Friday, February 4, 2011

We’re All In ‘It’ Together, But Tackling ‘It’ Differently

1-29-11

Spending a couple of days in Stamford underscores the inter-related nature of the towns in and around Otsego County today, historically and – more to the point – tomorrow.
To begin with a little inside baseball, it was interesting to discover that Simon Bolivar Champion of Bloomville, a hamlet between Stamford and Delhi, apprenticed in Cooperstown in the 1840s for John Prentiss, then publisher of The Freeman’s Journal, Hometown Oneonta’s sister.
He applied the lessons he learned to create the Bloomville Mirror, which he later moved to Stamford.  It evolved into the Mirror-Recorder, and continued to publish into 1992.

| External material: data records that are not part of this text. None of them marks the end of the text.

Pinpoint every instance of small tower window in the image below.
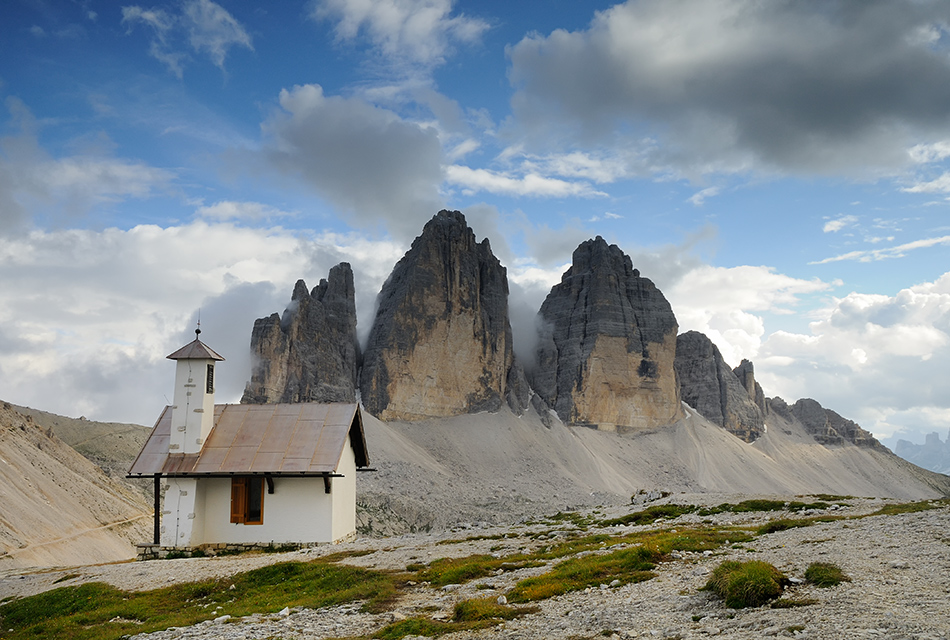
[205,364,214,393]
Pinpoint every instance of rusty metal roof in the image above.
[129,403,369,476]
[165,338,224,360]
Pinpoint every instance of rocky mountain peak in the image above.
[241,262,360,403]
[360,211,528,420]
[532,236,682,430]
[676,331,765,442]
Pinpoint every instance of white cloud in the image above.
[311,0,489,66]
[821,216,858,233]
[508,0,950,176]
[122,0,254,78]
[262,85,442,238]
[195,200,297,222]
[689,187,719,207]
[660,264,831,367]
[809,236,950,264]
[756,273,950,435]
[183,0,254,69]
[902,172,950,193]
[0,99,175,232]
[0,221,404,424]
[445,165,607,198]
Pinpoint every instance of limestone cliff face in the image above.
[241,262,360,404]
[531,236,683,430]
[732,359,769,416]
[360,211,528,420]
[770,398,884,448]
[676,331,765,442]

Like many of our downtowns – with the exception of Cooperstown, perhaps  – Stamford’s has been challenged in recent years:  by the opening of I-88, by Scotch Valley Ski Resort’s bankruptcy and by the ease in getting to Oneonta just a few miles west on Route 23.

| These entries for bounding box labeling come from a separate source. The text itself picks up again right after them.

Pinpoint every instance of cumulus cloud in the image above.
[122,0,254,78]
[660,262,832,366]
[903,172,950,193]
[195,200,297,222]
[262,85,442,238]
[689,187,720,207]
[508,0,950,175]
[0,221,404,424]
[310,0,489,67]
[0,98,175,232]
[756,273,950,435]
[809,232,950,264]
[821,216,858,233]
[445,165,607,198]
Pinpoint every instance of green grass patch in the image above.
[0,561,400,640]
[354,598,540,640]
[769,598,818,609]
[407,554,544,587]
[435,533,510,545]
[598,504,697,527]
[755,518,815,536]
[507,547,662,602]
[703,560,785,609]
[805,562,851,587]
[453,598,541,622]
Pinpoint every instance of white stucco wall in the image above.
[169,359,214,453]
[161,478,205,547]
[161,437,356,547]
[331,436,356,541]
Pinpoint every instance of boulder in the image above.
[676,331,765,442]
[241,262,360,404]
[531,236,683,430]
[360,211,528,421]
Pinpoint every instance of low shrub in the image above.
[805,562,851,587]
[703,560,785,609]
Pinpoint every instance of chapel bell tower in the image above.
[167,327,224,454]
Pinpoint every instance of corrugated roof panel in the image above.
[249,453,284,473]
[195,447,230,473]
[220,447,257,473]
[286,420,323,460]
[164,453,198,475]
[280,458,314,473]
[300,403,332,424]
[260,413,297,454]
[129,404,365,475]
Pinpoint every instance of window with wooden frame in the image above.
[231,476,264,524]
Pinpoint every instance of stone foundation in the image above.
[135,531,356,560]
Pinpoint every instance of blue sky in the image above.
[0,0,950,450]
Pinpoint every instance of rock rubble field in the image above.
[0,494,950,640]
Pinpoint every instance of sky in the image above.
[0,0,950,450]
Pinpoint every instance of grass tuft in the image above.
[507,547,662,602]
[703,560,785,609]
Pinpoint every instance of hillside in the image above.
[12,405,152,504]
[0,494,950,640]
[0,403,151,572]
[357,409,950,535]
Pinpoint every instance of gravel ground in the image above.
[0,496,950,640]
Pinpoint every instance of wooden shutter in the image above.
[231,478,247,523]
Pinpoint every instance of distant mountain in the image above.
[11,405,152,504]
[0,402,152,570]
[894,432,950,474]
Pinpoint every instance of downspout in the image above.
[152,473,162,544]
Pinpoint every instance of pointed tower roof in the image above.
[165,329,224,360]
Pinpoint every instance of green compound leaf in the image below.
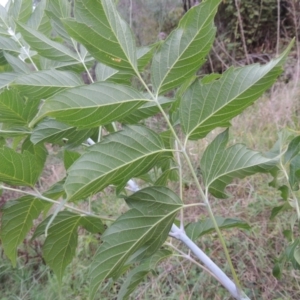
[17,23,78,62]
[0,36,21,54]
[90,187,182,299]
[11,70,83,99]
[0,196,45,267]
[4,52,32,74]
[0,72,20,89]
[27,0,53,37]
[118,250,172,300]
[64,150,80,170]
[151,0,221,94]
[65,126,167,201]
[30,118,94,146]
[0,147,41,187]
[34,211,104,282]
[180,41,293,140]
[30,82,149,129]
[185,217,251,241]
[121,96,174,124]
[8,0,32,22]
[63,0,137,73]
[0,90,27,126]
[200,130,278,198]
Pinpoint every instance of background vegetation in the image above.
[0,0,300,300]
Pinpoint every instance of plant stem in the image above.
[136,70,241,292]
[171,224,249,300]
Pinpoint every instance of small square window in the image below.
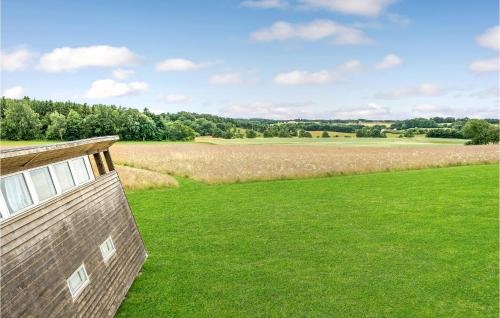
[100,236,116,261]
[30,168,56,201]
[67,264,89,299]
[54,162,75,192]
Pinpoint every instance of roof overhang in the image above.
[0,136,120,175]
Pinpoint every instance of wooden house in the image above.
[0,136,147,318]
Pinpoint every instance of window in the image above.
[67,264,89,299]
[54,162,75,192]
[71,158,90,184]
[0,173,33,215]
[100,236,116,261]
[0,156,94,222]
[30,167,56,201]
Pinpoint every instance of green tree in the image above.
[84,105,119,137]
[165,121,196,141]
[64,110,84,140]
[245,129,257,138]
[1,100,41,140]
[45,111,67,140]
[463,119,498,145]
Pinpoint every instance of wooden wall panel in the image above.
[0,172,146,317]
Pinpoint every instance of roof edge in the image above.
[0,136,120,159]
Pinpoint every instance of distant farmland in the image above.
[111,143,499,183]
[117,165,499,317]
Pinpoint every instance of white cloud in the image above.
[375,54,403,70]
[387,13,411,27]
[2,86,24,99]
[160,94,191,104]
[333,103,391,119]
[412,104,452,117]
[0,49,34,72]
[113,69,135,80]
[240,0,288,9]
[274,70,337,85]
[476,25,500,51]
[209,73,243,85]
[274,60,361,85]
[38,45,140,72]
[376,83,444,99]
[338,60,361,73]
[221,101,323,119]
[86,79,148,98]
[469,57,500,73]
[469,25,500,73]
[300,0,395,17]
[156,58,210,72]
[250,20,371,44]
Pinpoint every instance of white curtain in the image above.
[0,174,33,214]
[30,168,56,201]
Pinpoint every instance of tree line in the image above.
[0,97,498,144]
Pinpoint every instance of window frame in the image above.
[99,235,116,262]
[66,263,90,300]
[0,155,95,223]
[28,165,58,201]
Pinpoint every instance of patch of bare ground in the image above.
[111,144,500,183]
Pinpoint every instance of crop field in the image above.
[117,165,499,317]
[111,143,499,183]
[196,133,467,147]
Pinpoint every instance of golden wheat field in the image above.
[111,144,499,183]
[115,165,179,190]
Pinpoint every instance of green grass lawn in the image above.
[118,165,499,317]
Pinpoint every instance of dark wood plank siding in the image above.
[0,172,146,317]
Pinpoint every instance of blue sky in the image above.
[1,0,500,119]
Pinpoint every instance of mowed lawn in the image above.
[118,165,499,317]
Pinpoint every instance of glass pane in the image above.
[68,267,87,294]
[54,162,75,191]
[30,168,56,201]
[71,158,90,184]
[0,173,33,214]
[101,238,115,259]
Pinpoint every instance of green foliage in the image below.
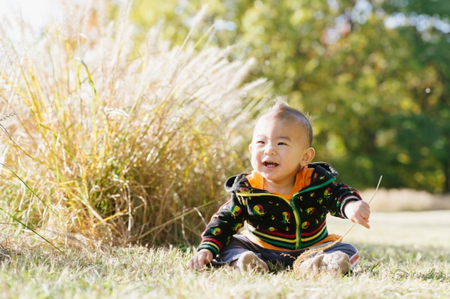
[129,0,450,192]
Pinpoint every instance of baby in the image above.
[187,100,370,274]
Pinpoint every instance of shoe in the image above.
[294,251,350,274]
[231,251,269,272]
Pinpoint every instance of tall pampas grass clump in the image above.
[0,0,268,245]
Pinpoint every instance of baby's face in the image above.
[249,114,311,188]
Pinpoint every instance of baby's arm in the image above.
[344,200,370,228]
[187,249,213,270]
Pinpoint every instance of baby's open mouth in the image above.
[263,161,278,168]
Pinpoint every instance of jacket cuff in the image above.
[341,196,361,219]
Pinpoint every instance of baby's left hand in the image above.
[344,200,370,228]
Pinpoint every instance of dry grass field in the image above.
[0,211,450,298]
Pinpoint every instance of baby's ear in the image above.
[300,147,316,166]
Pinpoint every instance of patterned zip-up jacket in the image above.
[198,163,361,255]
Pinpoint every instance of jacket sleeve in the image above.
[324,182,362,218]
[198,192,247,256]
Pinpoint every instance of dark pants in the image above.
[211,235,359,270]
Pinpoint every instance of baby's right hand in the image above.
[187,249,213,270]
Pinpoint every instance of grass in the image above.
[0,211,450,298]
[0,0,270,245]
[0,1,450,298]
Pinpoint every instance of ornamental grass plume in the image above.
[0,0,269,245]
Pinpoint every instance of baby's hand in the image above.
[187,249,213,270]
[344,200,370,228]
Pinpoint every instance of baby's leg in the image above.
[211,235,269,272]
[294,242,359,274]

This year alone, however, Stamford (and nearby Hobart, to a lesser degree), has obtained $3.5 million in state Main Street and Restore New York grants to renovate venerable, but deteriorating, downtown buildings.

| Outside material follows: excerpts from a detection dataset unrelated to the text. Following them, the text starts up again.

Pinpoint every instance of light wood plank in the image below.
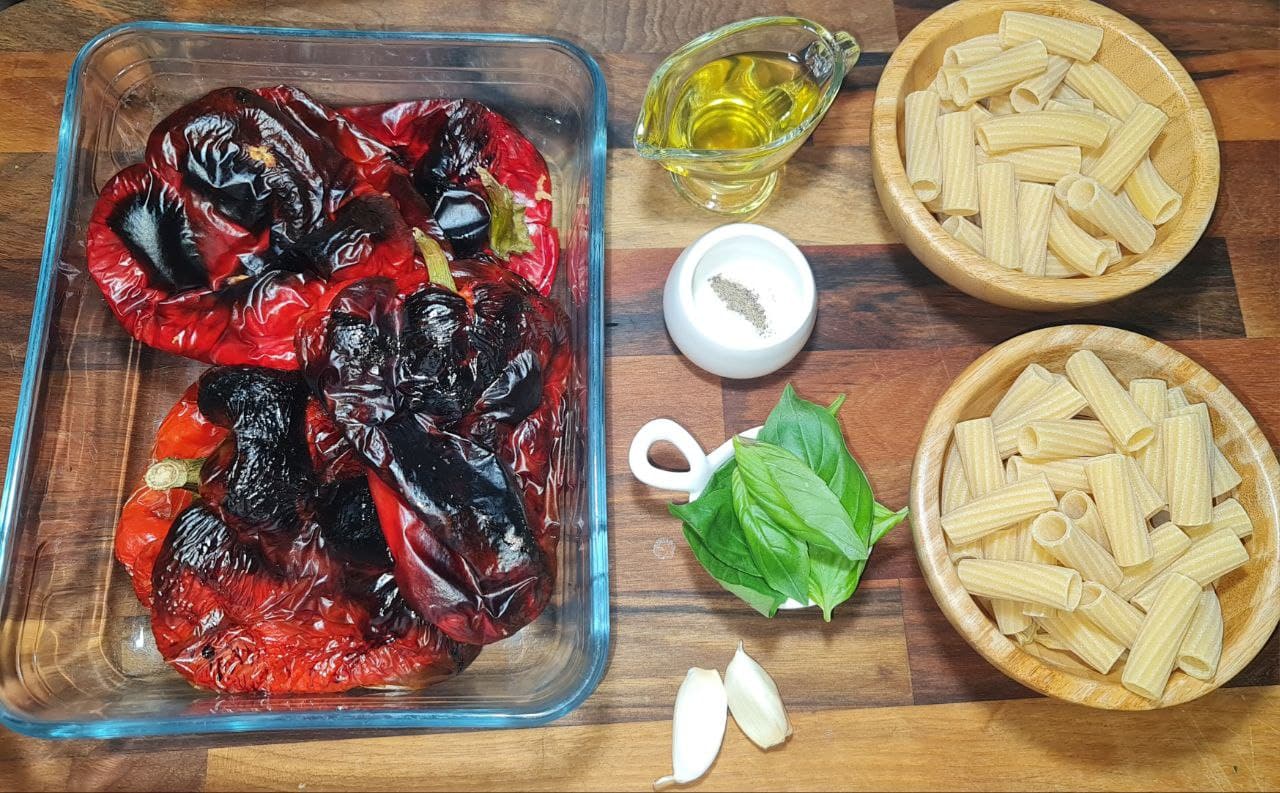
[206,685,1280,792]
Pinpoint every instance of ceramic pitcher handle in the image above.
[627,418,712,492]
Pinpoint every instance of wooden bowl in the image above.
[870,0,1219,311]
[911,325,1280,710]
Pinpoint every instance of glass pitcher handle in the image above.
[832,31,863,74]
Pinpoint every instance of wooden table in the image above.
[0,0,1280,790]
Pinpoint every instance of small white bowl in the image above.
[627,418,817,609]
[662,223,818,380]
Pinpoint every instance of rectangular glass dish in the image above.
[0,22,609,738]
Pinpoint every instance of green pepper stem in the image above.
[142,457,205,490]
[413,228,458,294]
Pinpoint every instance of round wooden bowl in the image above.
[870,0,1219,311]
[911,325,1280,710]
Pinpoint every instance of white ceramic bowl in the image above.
[662,223,818,379]
[627,418,817,609]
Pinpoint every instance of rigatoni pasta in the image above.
[977,161,1021,270]
[904,91,942,202]
[906,12,1182,278]
[942,350,1253,698]
[956,559,1082,611]
[1120,574,1201,700]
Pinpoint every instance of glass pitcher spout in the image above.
[634,17,860,216]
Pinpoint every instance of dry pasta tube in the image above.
[942,476,1057,544]
[1009,455,1093,494]
[904,91,942,201]
[943,41,1048,107]
[942,215,984,253]
[974,143,1083,184]
[1178,587,1222,680]
[965,161,1021,270]
[1084,102,1169,193]
[955,418,1005,496]
[1000,12,1102,60]
[938,113,986,213]
[1133,530,1249,611]
[1018,418,1115,462]
[991,363,1057,425]
[978,110,1111,153]
[996,377,1087,457]
[1129,377,1167,501]
[942,33,1005,67]
[1057,490,1111,554]
[1116,523,1192,597]
[956,559,1082,611]
[1120,573,1201,700]
[1062,63,1142,119]
[1014,181,1053,276]
[1084,454,1152,567]
[1046,205,1110,275]
[940,444,969,514]
[1009,55,1071,113]
[1037,611,1125,674]
[1129,457,1166,518]
[1160,413,1213,526]
[1066,350,1156,451]
[1124,157,1183,226]
[1032,510,1121,587]
[1066,177,1156,253]
[1076,581,1143,647]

While Hobart is getting only $500,000 of that, it’s enough to redo six buildings, including the former Delaware Valley Propane Co. plant, which will then house the Liberty Tree Book Store, expanded to 85,000 volumes.
Hobart is becoming ever-more successful as “Book Village of the Catskills” – a brand it’s been promoting for five years – but promoter Don Dales believes Liberty Tree’s expansion will hit “critical mass,” catapulting the tiny village into the book-selling stratosphere.
Brand-wise, Stamford is taking lessons from Hobart.  Oneonta, which is undergoing a brand-building exercise now, could likewise benefit.
That tiny Hobart – it’s about the size of Schuyler Lake or Milford – can make big things happen means Cherry Valley, Springfield Center, Middlefield, Milford and Hartwick can as well.
Another lesson:  attorney Mike Jacobs, believing Stamford’s population of 1,200 – Cooperstown has 1,900 – was too small to support a fulltime police department, was able to convince the powers-that-be in Albany to assign two more troopers to the area.
When former mayor Anne Slatin pressed ahead with plans for a full-time police department regardless, Jacobs ran for mayor in March 2009 and defeated the incumbent.
There’s a question worth asking as the Otsego County Sheriff’s Department and Cooperstown village police press to expand:  As costly local forces grow, does it simply mean state police will cut back their presence?
In other words, does more local money invested in police mean no greater police protection?
Mayor Jacobs would have an opinion or two on that.
Another quick one – we could go on and on – is the Catskill Watershed Corp.’s $2 million renovation of Stamford’s historic Delaware Inn.
As former Oneonta Mayor John S. Nader discovered with Bresee’s, private financing alone couldn’t make the project viable.  The public piece – public investment, if you will – was needed.
(Delaware County’s Clark Foundation equivalents – the Robinson Broadhurst and O’Connor foundations – are in the thick of all this; could the Clark play a fuller role in community revitalization here?)
The Delaware Inn experience brings to mind the $7.5 million in public money obtained to make Bresee’s viable.  It closed the gap, allowing a private developer to take on the project and make money.
Once complete, Bresee’s offices and apartments and the Delaware Inn’s conference center will be catalysts for the revival of their individual downtowns.  It’s not Communism, but simply common sense.
There’s an intrinsic logic to all of these projects – Eklund Farm Machinery’s owners are planning a processing plant for the Stamford area’s organically grown meat, an idea that would make sense across our rural region.
One community’s thought-provoking ideas can inspire another.  One community’s experience can show another community it’s on the right path.
Once a month during 2010, our reporters will be spending a day or two in a town in our region that most of us might not usually happen to visit.  From the Stamford experiment, we can anticipate the rest will have a lot to share as well.